A lot of these keyword research tools are fairly accurate, mostly accurate,
especially when the data is compared to the same data that you're getting
from the same tool. But once you start trying to cross-referencing or
lining things up with analytics that you might see, things get a little bit
hazy. So I want to kind of think a little bit outside the box here, and see
if maybe I can answer some of this stuff, in a way that maybe some people
haven't thought of before or it just didn't dawn on them.
So the first one is the actual search engine tools. Sounds like a cop out.
It's not, because if you're trying to get the data about an actual search,
the best place to go get it is from the search engines themselves. I mean,
you can argue all you want about how accurate it is relative to itself.
It's extremely accurate, especially when it lines up with analytics and
things like that. You can get cool stuff about seasonality and things like
that. I know a lot of other tools do that too, but most of the stuff that
you really need around relative volumes and stuff like that, the search
engines are still the best at providing that. So just because it's not cool
and flashy and all the hip kids aren't maybe doing it anymore, it's still
really good data.
The second thing that we often use are actual search engine results. So
what I mean by that is, if you're trying rank for a certain phrase or
you're trying to drive traffic through a certain set of long-tail
derivatives; what are the pages that are actually ranking for that stuff?

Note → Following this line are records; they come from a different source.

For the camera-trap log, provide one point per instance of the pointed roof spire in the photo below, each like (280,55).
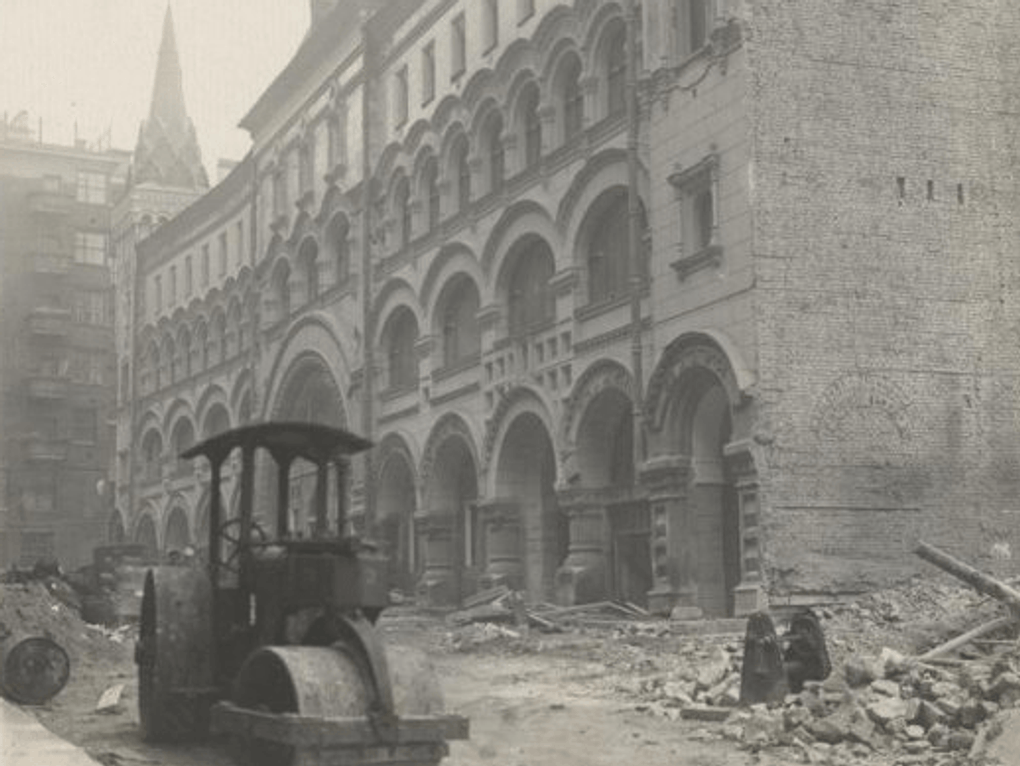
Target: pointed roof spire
(167,151)
(167,91)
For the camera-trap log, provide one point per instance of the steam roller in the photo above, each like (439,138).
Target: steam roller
(273,642)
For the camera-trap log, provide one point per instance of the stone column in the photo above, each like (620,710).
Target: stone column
(504,543)
(581,577)
(439,578)
(673,558)
(749,596)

What are they talking about? There's a reason that they're actually ranked
where you want to be, so go try to figure out what those things are. Maybe
they have a really cool glossary, or maybe there's an FAQ section that
people really enjoy. Try to go find that stuff because that's really neat.
You can start emulating, maybe even improving, some of the content that's
in there, so that's another really good place to look.
The third, good old-fashioned thesaurus. A lot of the way that search
engines understand how things are interrelated is actually, most likely, a
fed list just like, I guess, Microsoft Office has. They get these words
that they know are correlated to each other, that they kind of use synonyms
to pass back and fourth, and that preloaded list probably still exists.
This is really useful, though, to kind of explore word chains. So in a lot
of the, Thesaurus.com, Miriam Webster will let you kind of click in to
words and create these kind of topic models as you go. So you're able to
get a really good idea of maybe how people could be talking about your
product or service that you aren't. The search engine data is another good
place to go for that.
The last one. Social media and in human conversation. So it's a pretty good
guess, I'm just going to say this is not theory, or this is theory, sorry.
This isn't actually data. But search engines likely supplement the fed
data, the dictionary and thesaurus information, with stuff that they're
able to crawl and index around the web. So if you're talking about your
products in a way that nobody else is, it could be a good thing. It could
be that you have a really unique product or a really great USP or something
like that. Most likely, though, you need some content on your site that
people are actually talking about--the way in which people are actually
talking about your product. It's really unfair to expect people to arrive
to your site if you're not willing to put in the effort to try and find out
how people are actually talking about your product.
Maybe you want to go even higher on the funnel than that and say "how are
they talking about the problem my product solves?" That's another really
good place to go for keyword research. So when we approach these things
from a natural organic search standpoint, these are kinds of the things
that we're thinking about. This isn't a very good model for PPC, right,
because you're talking about really exhausting everything that people are
using to find your site; using negative keywords and things like that.
That's a much more in depth keyword research exercise. This is really more
to give you an idea of, "What should I be writing? What should I be talking
about? How should I be engaging my users, to make sure that they're coming
to my site through those queries on Google and Bing?"